Redman first appeared on EPMD's album "Business as Usual" specifically the tracks "Hardcore" and "Brothers On My Jock". The following year with the help of EPMD's Erick Sermon he released his insane debut. The album starts with a skit where Redman is apparently in an insane asylum because he strangled someone at a rap concert, a doctor tells him he needs to "bring out some of that unnecessary anger out your system". That rage is on full display for the track "Time 4 Sum Aksion", over a thumping drum beat and Cypress Hill sample, Redman comes out swinging and gives an incredibly energetic performance, so much so that after the final chorus he reappears ready for more until someone says "Yo chill it's over man. You ain't gotta say no more, it's over." Over Parliament's "P-Funk" Redman claims "Ever since three, I cut throats of emcees mediocre lyricist who burnt with degrees" on "Da Funk". "So Ruff" is a cautionary tale about unprotected sex "You can either get with this or you can catch the claps" but it's done so hilariously you hardly catch the message of the song.

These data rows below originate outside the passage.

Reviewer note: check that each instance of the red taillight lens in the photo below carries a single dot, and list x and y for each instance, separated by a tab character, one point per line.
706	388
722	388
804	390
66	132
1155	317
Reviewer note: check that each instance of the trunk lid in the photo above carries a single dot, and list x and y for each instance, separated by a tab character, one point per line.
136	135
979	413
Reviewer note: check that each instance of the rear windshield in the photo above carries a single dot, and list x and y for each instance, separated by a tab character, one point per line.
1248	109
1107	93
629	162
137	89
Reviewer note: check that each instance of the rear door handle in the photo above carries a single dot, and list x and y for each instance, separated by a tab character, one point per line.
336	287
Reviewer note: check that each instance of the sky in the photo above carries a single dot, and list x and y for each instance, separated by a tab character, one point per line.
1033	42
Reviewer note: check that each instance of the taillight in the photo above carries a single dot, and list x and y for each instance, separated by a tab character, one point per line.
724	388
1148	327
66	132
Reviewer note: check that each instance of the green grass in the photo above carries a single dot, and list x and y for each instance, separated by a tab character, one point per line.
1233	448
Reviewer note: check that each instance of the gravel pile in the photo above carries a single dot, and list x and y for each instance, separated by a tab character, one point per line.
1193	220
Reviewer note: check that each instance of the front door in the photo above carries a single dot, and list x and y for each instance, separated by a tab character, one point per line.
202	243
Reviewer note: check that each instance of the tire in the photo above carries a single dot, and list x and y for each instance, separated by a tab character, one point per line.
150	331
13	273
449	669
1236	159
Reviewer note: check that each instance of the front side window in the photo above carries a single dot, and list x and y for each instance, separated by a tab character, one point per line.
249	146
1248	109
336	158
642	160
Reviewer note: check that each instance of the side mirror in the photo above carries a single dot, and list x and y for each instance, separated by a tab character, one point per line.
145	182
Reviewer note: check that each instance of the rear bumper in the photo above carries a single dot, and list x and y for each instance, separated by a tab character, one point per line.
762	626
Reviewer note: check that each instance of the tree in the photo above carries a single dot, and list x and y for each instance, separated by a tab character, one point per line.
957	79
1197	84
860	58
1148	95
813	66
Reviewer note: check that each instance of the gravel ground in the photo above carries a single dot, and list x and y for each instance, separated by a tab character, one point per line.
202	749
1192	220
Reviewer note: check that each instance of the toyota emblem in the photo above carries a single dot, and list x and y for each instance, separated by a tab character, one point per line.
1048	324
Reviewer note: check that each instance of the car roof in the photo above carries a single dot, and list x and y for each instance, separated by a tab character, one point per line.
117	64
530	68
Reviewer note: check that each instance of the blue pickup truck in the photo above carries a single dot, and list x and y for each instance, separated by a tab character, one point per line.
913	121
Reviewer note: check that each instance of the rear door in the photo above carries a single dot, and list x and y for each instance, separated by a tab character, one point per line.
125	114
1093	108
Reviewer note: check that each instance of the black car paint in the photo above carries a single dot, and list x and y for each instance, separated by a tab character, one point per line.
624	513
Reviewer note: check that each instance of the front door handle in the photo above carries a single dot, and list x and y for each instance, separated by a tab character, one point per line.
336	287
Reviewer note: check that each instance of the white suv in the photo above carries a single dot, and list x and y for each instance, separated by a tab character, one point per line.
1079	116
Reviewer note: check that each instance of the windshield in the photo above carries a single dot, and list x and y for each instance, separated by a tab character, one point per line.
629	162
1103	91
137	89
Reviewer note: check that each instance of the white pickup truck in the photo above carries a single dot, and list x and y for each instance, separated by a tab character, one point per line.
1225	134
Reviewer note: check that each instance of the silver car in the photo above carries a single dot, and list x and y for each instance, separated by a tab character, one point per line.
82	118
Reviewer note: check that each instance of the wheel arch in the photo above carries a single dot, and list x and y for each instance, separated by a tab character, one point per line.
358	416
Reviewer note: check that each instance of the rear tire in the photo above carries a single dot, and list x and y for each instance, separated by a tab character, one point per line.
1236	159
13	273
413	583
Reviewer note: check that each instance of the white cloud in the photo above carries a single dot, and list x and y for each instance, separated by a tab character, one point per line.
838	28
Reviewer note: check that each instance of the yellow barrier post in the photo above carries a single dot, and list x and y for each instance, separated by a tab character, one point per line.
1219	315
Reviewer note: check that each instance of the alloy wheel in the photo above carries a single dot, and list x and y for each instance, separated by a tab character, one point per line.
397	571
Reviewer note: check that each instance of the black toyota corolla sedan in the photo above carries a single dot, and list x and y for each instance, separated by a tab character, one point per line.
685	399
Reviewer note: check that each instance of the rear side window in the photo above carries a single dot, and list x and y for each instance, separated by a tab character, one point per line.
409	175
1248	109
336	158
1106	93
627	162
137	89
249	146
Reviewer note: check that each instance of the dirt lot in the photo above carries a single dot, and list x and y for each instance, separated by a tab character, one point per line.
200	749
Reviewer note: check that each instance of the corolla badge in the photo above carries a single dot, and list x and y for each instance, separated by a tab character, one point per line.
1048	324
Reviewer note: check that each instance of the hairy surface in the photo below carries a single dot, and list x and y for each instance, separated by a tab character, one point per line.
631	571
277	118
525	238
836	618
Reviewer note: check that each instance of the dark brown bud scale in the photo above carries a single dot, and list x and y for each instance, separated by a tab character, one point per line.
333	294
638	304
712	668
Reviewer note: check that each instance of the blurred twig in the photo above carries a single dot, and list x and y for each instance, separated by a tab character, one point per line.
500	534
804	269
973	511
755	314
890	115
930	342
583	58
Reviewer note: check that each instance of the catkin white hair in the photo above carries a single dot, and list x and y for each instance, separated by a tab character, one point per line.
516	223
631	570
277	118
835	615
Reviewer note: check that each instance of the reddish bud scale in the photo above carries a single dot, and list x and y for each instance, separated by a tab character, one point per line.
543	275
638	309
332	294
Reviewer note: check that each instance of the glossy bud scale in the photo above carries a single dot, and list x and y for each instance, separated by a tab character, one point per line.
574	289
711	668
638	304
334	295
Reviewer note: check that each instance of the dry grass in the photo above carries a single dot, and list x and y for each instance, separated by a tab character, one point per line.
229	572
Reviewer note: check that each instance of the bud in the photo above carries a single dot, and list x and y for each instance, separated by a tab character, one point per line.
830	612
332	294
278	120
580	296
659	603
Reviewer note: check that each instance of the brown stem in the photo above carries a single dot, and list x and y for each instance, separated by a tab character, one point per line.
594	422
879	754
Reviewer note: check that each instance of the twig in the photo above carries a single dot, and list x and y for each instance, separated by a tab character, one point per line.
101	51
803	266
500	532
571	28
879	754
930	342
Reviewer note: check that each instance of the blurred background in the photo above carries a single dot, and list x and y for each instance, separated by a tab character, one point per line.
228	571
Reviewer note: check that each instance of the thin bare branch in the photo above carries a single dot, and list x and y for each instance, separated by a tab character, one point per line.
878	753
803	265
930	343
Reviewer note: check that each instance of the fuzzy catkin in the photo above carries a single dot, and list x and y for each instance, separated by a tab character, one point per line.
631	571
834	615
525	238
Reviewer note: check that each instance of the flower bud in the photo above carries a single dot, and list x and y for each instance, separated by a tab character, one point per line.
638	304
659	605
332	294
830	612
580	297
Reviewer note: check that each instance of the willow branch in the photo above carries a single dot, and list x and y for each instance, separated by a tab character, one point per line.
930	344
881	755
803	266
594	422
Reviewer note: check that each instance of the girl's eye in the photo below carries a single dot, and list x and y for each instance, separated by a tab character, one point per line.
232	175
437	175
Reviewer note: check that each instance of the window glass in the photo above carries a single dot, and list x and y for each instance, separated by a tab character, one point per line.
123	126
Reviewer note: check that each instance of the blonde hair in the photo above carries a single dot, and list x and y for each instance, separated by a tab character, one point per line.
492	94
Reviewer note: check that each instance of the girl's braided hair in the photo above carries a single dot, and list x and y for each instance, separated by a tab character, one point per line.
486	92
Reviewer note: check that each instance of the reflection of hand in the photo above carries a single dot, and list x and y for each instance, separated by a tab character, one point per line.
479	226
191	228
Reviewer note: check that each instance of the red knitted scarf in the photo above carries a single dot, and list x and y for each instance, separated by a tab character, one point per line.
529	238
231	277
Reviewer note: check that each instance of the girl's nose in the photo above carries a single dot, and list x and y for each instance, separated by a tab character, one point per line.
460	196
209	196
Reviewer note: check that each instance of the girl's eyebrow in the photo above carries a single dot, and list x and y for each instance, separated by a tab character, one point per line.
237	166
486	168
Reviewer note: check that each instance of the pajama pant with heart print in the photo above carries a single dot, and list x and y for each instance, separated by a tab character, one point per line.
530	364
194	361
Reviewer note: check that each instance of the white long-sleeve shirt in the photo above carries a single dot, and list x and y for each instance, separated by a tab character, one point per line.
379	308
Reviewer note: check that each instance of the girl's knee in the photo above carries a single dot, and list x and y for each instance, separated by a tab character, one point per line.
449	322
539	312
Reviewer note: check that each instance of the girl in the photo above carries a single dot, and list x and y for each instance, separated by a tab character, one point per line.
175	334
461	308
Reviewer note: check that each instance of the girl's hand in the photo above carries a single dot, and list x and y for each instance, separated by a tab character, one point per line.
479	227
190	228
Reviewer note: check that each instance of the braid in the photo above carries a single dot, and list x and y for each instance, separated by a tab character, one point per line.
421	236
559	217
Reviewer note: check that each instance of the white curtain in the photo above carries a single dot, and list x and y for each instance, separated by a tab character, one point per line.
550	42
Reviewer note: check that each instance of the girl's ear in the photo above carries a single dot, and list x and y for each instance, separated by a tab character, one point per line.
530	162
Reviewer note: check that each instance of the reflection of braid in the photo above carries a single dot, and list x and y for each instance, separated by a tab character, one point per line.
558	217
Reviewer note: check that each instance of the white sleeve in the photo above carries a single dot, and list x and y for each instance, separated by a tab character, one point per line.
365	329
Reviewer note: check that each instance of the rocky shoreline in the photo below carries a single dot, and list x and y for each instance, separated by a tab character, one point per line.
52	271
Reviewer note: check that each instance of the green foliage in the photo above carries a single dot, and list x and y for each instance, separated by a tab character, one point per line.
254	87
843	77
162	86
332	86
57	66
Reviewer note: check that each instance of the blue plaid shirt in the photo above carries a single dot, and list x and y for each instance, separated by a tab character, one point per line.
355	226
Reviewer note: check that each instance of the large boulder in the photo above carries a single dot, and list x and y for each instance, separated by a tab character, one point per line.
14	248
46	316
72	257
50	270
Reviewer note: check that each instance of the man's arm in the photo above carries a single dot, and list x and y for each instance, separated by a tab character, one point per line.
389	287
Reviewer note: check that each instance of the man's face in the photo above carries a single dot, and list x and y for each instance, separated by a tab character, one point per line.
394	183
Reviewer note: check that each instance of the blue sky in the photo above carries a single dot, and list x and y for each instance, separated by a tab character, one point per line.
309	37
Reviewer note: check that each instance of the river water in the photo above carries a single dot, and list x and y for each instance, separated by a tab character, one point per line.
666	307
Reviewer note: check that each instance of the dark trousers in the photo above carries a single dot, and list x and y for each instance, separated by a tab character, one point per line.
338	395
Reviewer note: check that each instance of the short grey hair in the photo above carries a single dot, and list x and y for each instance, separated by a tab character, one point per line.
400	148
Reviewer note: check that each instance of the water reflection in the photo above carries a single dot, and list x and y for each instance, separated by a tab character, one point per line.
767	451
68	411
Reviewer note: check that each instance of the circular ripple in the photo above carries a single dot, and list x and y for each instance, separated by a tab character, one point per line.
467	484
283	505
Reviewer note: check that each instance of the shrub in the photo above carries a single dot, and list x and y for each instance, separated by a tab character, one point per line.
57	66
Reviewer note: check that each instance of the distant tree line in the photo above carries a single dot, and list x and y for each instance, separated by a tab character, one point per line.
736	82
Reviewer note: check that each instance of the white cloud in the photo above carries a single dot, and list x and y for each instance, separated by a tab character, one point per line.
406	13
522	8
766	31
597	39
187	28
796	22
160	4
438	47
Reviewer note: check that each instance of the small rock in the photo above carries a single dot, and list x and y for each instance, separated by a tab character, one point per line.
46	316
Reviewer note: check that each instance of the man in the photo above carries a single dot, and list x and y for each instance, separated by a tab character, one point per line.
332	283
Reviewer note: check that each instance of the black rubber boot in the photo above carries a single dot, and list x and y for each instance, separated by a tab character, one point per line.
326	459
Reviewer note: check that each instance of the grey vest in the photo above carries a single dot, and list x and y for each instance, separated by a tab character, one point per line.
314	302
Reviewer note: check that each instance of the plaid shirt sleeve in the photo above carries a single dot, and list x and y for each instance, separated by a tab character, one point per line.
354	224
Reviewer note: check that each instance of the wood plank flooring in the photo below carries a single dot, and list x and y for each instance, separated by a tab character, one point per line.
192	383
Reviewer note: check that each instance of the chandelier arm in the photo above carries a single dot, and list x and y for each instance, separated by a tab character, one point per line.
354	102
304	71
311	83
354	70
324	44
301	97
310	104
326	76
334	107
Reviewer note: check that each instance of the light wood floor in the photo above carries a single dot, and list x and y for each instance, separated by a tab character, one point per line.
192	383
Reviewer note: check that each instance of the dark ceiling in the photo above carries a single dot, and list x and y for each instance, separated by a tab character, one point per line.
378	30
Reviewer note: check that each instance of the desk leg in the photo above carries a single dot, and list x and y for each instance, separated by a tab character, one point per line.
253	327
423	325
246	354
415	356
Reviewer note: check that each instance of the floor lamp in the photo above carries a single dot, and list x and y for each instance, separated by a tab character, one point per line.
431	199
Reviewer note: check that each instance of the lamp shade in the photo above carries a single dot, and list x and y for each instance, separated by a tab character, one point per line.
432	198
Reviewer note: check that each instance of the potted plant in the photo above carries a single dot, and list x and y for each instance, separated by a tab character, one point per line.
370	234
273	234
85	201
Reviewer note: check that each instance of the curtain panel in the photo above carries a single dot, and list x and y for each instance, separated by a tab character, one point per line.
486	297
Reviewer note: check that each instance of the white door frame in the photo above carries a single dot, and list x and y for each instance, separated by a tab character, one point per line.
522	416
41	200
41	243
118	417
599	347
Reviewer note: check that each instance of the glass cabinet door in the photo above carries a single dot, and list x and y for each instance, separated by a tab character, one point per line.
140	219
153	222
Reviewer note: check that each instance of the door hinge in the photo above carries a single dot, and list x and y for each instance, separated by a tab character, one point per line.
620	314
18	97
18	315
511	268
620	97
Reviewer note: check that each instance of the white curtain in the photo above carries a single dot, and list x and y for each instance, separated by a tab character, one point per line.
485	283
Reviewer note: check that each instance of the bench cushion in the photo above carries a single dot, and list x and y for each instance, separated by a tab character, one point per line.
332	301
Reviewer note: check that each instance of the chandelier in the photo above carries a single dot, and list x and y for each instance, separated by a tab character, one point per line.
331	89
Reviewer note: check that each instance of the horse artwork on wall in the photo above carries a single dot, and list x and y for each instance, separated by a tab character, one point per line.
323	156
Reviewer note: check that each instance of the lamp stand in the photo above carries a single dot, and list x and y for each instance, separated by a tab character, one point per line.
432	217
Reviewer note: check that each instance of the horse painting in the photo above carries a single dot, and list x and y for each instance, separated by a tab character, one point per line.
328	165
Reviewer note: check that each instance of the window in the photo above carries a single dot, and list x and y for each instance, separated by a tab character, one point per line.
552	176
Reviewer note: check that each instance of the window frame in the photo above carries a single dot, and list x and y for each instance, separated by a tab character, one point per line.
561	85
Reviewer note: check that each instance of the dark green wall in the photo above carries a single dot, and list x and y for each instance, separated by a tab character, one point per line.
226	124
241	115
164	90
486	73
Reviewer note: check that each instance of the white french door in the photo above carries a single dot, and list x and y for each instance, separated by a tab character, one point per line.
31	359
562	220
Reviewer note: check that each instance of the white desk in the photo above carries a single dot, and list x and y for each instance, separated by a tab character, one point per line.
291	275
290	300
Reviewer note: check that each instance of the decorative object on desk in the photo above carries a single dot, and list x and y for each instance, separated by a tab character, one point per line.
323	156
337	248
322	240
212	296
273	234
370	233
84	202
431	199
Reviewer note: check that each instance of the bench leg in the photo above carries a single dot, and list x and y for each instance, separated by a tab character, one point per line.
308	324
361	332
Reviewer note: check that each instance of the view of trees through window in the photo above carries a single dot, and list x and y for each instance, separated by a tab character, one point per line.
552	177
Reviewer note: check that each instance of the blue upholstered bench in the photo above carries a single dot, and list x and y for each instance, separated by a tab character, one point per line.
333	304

Redman's larger than life personality carries the album flipping lines like "Snapped the neck on Michael Myers then I freaked it; cause it was August and he was talkin this trick or treat sh*t" are pulled off with great dexterity and a sense of humor at the same time. Erick Sermon was at the height of his powers in EPMD and along with Redman produces the entire album with the exception of the stoner instructional "How to Roll a Blunt" which was done by Pete Rock, so with a cast like that the outcome is predictably outstanding. Erick Sermon is also the only guest on the album, making an appearance on "Watch Yo Nuggets" but Redman's clever rhymes and charisma don't need much help here.
In true Slick Rick style, "Redman Meets Reggie Noble" is clever track where Redman plays his two personalities just going back and forth with each other and tries to impress his alter ego with "Chuck D from Public Enemy? Yeah he's a friend of me". On "Tonight's Da Night" Redman changes it up a bit, over a loop from Mary Jane Girls "All Night Long" proves that he "Can get smooth to any groove". "Blow your Mind" and it's superior remix have Redman rapping in Korean!? But with his incredible swagger pulls it off smoothly. Towards the end of the album, Redman introduces his Soopaman Lover gimmick which would be a recurring series much like Jane was for EPMD.
With 21 tracks and bogged down with several skits the album loses steam towards the end but it's still an outstanding album with superb funk and soul flavored production and it's incredibly entertaining. Like Redman says "Press rewind if I haven't blown your mind", he will blow your mind but you'll want to hear it over and over, still his best, most consistent release.